Спустя некоторое время Вера вышла на пенсию, и они с Ваней прожили вполне счастливо до того момента, как заболела соседка Светлана. Кате тогда исполнилось шестнадцать, денег Бочкиным не хватало, девочка отправилась учиться на медсестру, она по-прежнему дружила с Аллочкой, часто заглядывала к ней, а вот Светлана заметно избегала общения с Верой Николаевной еще при жизни Вениамина, а после его похорон вообще не пересекалась с соседями. Узнав, что Светлана тяжело больна, Вера Николаевна искренне расстроилась, купила фруктов и направилась к бывшей няне. Дверь открыла Катя.
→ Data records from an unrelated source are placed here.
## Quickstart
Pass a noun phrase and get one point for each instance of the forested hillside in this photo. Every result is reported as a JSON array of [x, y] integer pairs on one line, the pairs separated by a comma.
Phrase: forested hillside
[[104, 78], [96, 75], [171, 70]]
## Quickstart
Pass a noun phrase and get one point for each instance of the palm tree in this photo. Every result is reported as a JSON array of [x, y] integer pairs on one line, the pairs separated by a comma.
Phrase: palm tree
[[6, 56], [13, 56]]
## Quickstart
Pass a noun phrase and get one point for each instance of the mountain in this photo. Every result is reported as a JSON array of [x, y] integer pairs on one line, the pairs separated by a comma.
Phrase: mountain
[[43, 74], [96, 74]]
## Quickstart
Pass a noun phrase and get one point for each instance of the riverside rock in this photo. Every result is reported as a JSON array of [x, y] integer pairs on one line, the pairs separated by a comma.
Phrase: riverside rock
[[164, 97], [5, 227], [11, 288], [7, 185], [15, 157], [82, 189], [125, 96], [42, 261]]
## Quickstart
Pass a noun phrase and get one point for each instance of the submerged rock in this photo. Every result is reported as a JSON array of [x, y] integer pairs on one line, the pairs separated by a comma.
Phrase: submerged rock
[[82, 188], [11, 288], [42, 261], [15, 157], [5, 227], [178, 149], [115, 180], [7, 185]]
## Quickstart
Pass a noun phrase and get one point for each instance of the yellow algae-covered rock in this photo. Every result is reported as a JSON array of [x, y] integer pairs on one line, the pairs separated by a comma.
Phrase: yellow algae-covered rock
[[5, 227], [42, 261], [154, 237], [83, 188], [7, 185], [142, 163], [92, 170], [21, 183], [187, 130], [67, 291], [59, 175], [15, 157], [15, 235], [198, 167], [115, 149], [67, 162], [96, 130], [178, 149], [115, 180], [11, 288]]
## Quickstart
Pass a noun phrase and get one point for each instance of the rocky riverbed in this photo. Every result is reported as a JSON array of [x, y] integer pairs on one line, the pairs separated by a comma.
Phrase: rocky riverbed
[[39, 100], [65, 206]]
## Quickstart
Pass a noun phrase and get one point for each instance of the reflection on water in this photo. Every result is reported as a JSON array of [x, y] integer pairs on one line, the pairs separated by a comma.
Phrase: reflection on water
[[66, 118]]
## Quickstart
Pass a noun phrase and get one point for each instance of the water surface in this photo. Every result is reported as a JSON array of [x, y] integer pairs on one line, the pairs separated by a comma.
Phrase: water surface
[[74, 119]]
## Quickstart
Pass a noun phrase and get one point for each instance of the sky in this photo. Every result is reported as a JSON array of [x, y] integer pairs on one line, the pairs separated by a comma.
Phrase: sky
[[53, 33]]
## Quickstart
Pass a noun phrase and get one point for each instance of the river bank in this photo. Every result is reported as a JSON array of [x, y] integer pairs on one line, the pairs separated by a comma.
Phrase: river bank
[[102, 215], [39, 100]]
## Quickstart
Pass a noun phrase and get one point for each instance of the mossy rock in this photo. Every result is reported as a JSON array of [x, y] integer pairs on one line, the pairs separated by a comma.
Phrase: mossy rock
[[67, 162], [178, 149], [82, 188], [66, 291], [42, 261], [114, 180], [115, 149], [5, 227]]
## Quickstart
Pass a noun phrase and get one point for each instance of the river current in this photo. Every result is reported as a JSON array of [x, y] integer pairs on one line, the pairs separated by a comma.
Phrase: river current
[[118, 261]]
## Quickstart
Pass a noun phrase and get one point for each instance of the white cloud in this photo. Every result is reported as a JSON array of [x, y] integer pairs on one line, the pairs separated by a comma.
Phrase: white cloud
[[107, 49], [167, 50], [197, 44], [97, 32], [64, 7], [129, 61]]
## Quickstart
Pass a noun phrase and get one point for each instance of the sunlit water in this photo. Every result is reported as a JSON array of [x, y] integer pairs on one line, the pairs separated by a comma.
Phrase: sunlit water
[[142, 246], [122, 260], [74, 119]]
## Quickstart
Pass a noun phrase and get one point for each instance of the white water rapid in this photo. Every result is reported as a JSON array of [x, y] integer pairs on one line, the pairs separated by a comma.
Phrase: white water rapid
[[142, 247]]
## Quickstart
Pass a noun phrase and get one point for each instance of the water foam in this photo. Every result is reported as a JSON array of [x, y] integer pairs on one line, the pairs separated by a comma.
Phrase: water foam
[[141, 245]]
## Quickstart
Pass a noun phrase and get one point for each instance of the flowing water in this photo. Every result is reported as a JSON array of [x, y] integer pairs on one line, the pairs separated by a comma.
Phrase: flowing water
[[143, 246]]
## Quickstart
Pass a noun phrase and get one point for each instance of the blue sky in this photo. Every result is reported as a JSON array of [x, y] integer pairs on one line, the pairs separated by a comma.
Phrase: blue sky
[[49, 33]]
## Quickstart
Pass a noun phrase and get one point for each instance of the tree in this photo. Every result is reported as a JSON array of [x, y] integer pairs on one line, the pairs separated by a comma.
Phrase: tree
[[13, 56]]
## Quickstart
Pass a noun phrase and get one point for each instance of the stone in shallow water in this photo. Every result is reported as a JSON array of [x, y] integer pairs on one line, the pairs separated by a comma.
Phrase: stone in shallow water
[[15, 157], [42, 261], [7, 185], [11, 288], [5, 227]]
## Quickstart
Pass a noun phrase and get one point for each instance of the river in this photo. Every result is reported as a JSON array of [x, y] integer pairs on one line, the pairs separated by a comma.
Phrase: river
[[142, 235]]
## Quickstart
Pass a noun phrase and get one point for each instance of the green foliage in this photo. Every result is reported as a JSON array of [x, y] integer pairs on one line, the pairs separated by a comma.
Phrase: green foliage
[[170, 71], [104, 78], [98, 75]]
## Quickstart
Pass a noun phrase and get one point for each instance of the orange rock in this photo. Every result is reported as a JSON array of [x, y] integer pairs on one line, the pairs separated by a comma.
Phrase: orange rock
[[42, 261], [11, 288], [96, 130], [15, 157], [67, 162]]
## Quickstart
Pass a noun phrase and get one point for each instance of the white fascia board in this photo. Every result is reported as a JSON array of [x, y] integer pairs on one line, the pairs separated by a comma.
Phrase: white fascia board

— Как мама? — поинтересовалась бабушка Аллы.
Катя опустила глаза.
— Не очень хорошо.
— Можно к ней зайти? — спросила Вера Николаевна.
— Сейчас узнаю, — пробормотала Екатерина и убежала.
Вернулась она через пять минут и смущенно забубнила:
— Тетя Вера, поймите, ей плохо. Мама стесняется в таком виде людям показываться.
— Тогда передай от меня корзинку, — сказала Вера.
Катя взяла фрукты, Вера ушла, но не минуло и часа, как Екатерина примчалась к ней и сказала:
— Мама очень просит вас зайти.
Едва Вера Николаевна увидела огромные, растерянные глаза Светы, сразу сообразила, что соседка скоро умрет. Света спросила:
— Что? Совсем плохо?
Прозектор опомнилась и постаралась изобразить непонимание:
— Ты о чем, Светлана? Если про погоду, то на дворе кошмар, дождь, слякоть, холод.
Бочкина махнула рукой.
— Не прикидывайтесь! Обеим нам ясно, что мне жить пару дней осталось. Я все ломала голову, стоит ли вам правду открывать? Сначала решила, будет лучше, если она со мной в могилу уйдет, но вдруг сообразила: у Катюхи-то никого не останется, вы ей вроде тети, авось поддержите в трудную минуту.
Вере Николаевне стало безмерно жаль Свету, она взяла ее за руку и твердо сказала:
— Не сомневайся, мать, конечно, я ей заменить не смогу, но другом стану.
— Вы всегда говорили, что Веня вам как сын родной, — тихо сказала Света.
— Верно, — подтвердила Вера Николаевна, — он был лучшим из тех, кого я знаю. Честный, благородный, заботливый, умный, необыкновенный отец, обожал Аллу.
— Точно, — со странным выражением на лице перебила ее Светлана. — Для одних леденец, для других камень. Катя его особенно не волновала, он лишь об Алке и вас пекся. Хотя деньги платил, надо быть объективной, тут он вел себя честно!